THE FLASH Season 5 Episode 18 Review: Godspeed

After finally revealing Nora’s secret partnership with Thawne a few weeks ago, Danielle Panabakers’ directorial debut “Godspeed” was billed as the tell-all confession for what Nora had been up to. But while there was some shuffling through her journal, it was really really more of a straightforward belated backstory for Nora than anything else. As an origin, it worked mostly due to Jessica Parker Kennedy playing Nora with complete earnestness and puppy-dog eyes, even though the standard checklist of superhero firsts. All the beat for beat parallels with Barry in the pilot episode were a bit on the nose, but it worked as storytelling shorthand to let the audience know the place Nora was at in her life with limited time to build expand on her life in 2049. 

As for the titular villain — I know it was frustrating for fans of the comics to see a well-loved and complicated character like Godspeed reduced to a goofy, one-off meta for Nora’s first speedster outing. But frankly speaking, the show has consistently displayed little interest in truly adapting the Flash’s rogues gallery, always favoring a stream of new metas every week rather than a creating recurring well-rounded villains cast. At this point in the game, I’d feel disingenuous to get upset about every time it’s done to a rogue when the writing has been on the wall for years. It is what it is. 

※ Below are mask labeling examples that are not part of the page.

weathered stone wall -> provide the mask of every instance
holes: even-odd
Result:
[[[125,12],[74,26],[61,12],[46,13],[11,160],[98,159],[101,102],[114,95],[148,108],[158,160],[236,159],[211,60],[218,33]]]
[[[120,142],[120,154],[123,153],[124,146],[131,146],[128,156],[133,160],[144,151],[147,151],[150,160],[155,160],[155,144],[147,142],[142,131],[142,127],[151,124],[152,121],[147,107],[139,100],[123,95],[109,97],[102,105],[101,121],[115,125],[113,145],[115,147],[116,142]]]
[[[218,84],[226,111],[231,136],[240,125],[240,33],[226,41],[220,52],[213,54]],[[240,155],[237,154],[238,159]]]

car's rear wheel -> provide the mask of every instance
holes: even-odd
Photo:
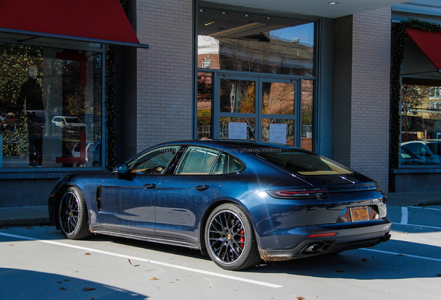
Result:
[[[69,188],[58,203],[58,224],[66,238],[80,240],[90,237],[87,208],[81,192]]]
[[[223,269],[246,269],[261,260],[251,221],[236,204],[222,204],[211,212],[205,225],[205,246]]]

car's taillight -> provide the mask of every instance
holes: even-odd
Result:
[[[274,198],[280,199],[317,199],[325,198],[328,196],[329,190],[325,189],[299,189],[279,190],[267,191]]]

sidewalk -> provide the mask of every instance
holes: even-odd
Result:
[[[441,204],[441,192],[389,193],[390,206]],[[49,223],[47,206],[0,208],[0,227],[46,225]]]

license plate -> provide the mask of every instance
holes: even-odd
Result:
[[[368,221],[369,215],[366,206],[350,208],[352,222]]]

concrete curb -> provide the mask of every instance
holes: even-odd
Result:
[[[0,227],[49,224],[49,216],[46,206],[0,208]]]

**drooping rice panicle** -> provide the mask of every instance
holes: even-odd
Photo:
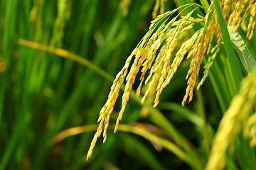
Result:
[[[122,95],[122,108],[116,121],[114,132],[117,132],[118,129],[119,123],[122,118],[132,88],[138,74],[139,74],[140,83],[137,87],[136,95],[137,97],[140,96],[142,89],[145,84],[146,89],[142,103],[145,101],[151,91],[154,91],[156,96],[153,107],[158,105],[160,94],[170,83],[186,55],[186,59],[190,59],[191,61],[186,78],[187,87],[182,101],[183,106],[185,105],[188,98],[188,102],[193,98],[196,81],[198,78],[201,65],[206,55],[208,56],[208,62],[204,66],[204,75],[199,81],[197,89],[202,86],[208,74],[213,60],[217,57],[219,47],[223,44],[220,28],[213,1],[206,16],[203,17],[198,15],[198,18],[192,17],[192,13],[198,8],[201,8],[201,6],[195,4],[187,4],[163,13],[164,1],[165,0],[156,1],[153,12],[153,18],[155,19],[151,22],[149,31],[132,52],[124,67],[117,74],[113,82],[108,99],[100,113],[99,127],[90,145],[87,159],[91,156],[97,139],[100,136],[103,128],[103,142],[106,141],[110,115],[117,99],[120,86],[124,80],[126,84]],[[171,20],[169,19],[178,10],[181,8],[184,10],[193,6],[196,6],[196,8],[187,15],[179,18],[178,14]],[[223,0],[220,1],[220,6],[223,9],[227,25],[232,25],[233,32],[235,32],[240,26],[245,26],[247,18],[250,18],[247,28],[247,37],[250,39],[253,35],[256,24],[255,1]],[[156,17],[159,8],[160,13],[162,14]],[[200,23],[203,26],[201,29],[197,30],[189,39],[183,40],[180,38],[181,35],[187,33],[197,23]],[[214,37],[217,39],[216,44],[213,43]],[[178,44],[181,44],[181,46],[177,45]]]

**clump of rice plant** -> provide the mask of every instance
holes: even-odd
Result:
[[[161,3],[164,1],[161,1]],[[161,5],[161,6],[164,6]],[[180,13],[173,16],[176,12],[183,11],[191,6],[194,8],[187,15],[181,18],[178,18]],[[156,1],[153,16],[156,16],[159,7],[159,1]],[[220,1],[220,7],[223,11],[226,25],[232,25],[232,32],[234,33],[239,27],[247,25],[247,37],[249,40],[251,39],[256,24],[255,20],[256,3],[250,0],[225,0]],[[142,86],[146,86],[146,91],[142,103],[144,102],[150,92],[155,91],[156,97],[153,107],[156,107],[159,102],[160,94],[170,83],[184,57],[191,59],[189,69],[186,77],[187,87],[181,102],[182,106],[184,106],[188,100],[188,102],[192,101],[196,81],[198,78],[203,57],[206,55],[208,56],[208,62],[203,67],[204,75],[197,85],[197,89],[200,88],[208,76],[209,69],[222,44],[222,34],[213,1],[208,8],[206,9],[205,16],[192,17],[192,14],[196,10],[203,8],[205,7],[196,4],[184,5],[161,14],[151,21],[149,31],[129,56],[124,66],[113,81],[108,98],[100,112],[97,120],[99,126],[91,142],[87,159],[91,157],[97,140],[102,132],[103,142],[107,140],[107,130],[110,115],[118,98],[120,87],[124,81],[126,83],[122,95],[122,108],[117,119],[114,132],[118,129],[119,123],[122,118],[137,74],[139,74],[141,81],[137,89],[137,96],[140,96]],[[161,12],[162,11],[163,9]],[[250,22],[246,24],[247,18],[250,18]],[[196,23],[200,23],[202,27],[188,40],[181,42],[181,35],[188,33]],[[216,44],[213,43],[214,37],[217,38]],[[178,44],[181,44],[181,47],[178,46],[178,49],[177,49]],[[177,52],[174,52],[176,51]]]

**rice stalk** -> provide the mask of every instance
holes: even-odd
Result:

Where the episode succeeded most was in showing viewers Nora could choose to align herself with someone notorious as Thawne. In previous interactions between the two, Nora often felt a little too naive and Thawne a little too much of snake for you to reasonably buy into their dynamic. Here, however, with the added context showing how suddenly understand how suddenly isolated Nora became after finding her chip and how with limited her pool of knowledge was with the Flash museum redactions, it’s easier to understand how she got in over her head so fast. Thawne being more mournful and subdued in his cell helped as well. Even knowing all we do, it still was a bit of a shock to see how fast he could drop the repentant mentor act once Barry came to confront him. It’s a shame Tom Cavanagh has been mostly playing one note stereotypes like Sherloque or Herr Wells as of late — where he truly shines is in these subtle moments of menace as he plays God with the West-Allen family. 

But while Nora’s story may have helped fill in some character gaps, there is still so much missing information about what she and Thawne have been up to. Did Nora discover time travelling on her own or did Thawne plant the seed to go to the past in her head? Who decided to interfere with the Enlightenment, and how much have the two of them been intentionally altering the timeline? If this were just a peek into Nora’s past, I’d be fine with having this many loose ends, but it seems bizarre that no one on Team Flash would have these concerns after the bombshell, which was the whole reason her history even came up. Surely Barry would have some concern about what happened after Nora found the Time Vault before unceremoniously grounding her in the future, right? 

It just shows again how dragging out the Nora storyline out this much has taken away a lot its potential. We don’t have time to wait for the team to go through another round of unanswered questions with Nora because there’s only a few episodes left. And after the intense, raw hatred that electrified Thawne and Barry’s ending encounter, going back the lackluster Cicada feud feels more pointless than ever. It seems so clear that bad blood between Thawne and Barry’s family is where all the real drama the season is coming from; why it’s being sandwiched between Caitlin’s renewed paternal woes and recycled version of the meta serial killer plotline instead of being allowed to be the main course continues to be a mystery.